Delle tre squadre bergamasche di livello nazionale è solo la Comark ad occupare la vetta della classifica, in compagnia di Imola. Segue la Remer (terza categoria) quinta unitamente ad un poker di team e la Vivigas (quarta divisione) settima.

Lo scettro del comando, la formazione cittadina, lo ha preziosamente mantenuto in virtù dell’ultimo blitz, a Nerviano, nel Milanese (71-59). Si è trattato di un successo meritato che ha visto l’affiatata coppia Masper-Zanelli in doppia cifra in fase risolutiva. Vittoria, però, in casa, pure da parte di Imola. Sicchè il duello, a distanza, tra le capoliste del girone si sta facendo sempre più appassionante.

In palio c’è l’unico posto disponibile per accedere alla quarta divisione senza ricorrere alla rischiosa lotteria dei playoff. Non a caso, l’intraprendente presidente virtussino, Massimo Lentsch, ha già annunciato che metterà a disposizione un pullman gratuito per i tifosi che andranno a Imola sabato 15 marzo ad assistere allo scontro tra le due protagoniste. Nell’andata a prevalere fu la Comark.

La Remer, invece, può giustificatamente inseguire l’obiettivo-playoff nonostante il rientro amaro da Agrigento (66-65 il finale).

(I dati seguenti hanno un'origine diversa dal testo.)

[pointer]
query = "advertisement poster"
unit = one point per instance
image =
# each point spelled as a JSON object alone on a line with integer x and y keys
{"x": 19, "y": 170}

Il suo piazzamento al centro della graduatoria è da considerare, tutto sommato, in linea con le speranze di giocarsi, negli spareggi di maggio, la seconda piazza per la promozione nella «gold». È il caso di ricordare che il sodalizio al cui vertice c’è Gianfranco Testa da ben quattro lustri appartiene al medesimo raggruppamento pertanto un salto di qualità sarebbe salutato con chissà quanta enfasi.

Infine, il settimo posto della Vivigas (sconfitta tra le mura amiche dall’ Urania per 53-60) va a braccetto con i piani determinati dall’oculata e operativa dirigenza. Parliamoci chiaro: per un centro come Costa Volpino mantenere la quarta serie rappresenta un motivo di inequivocabile orgoglio.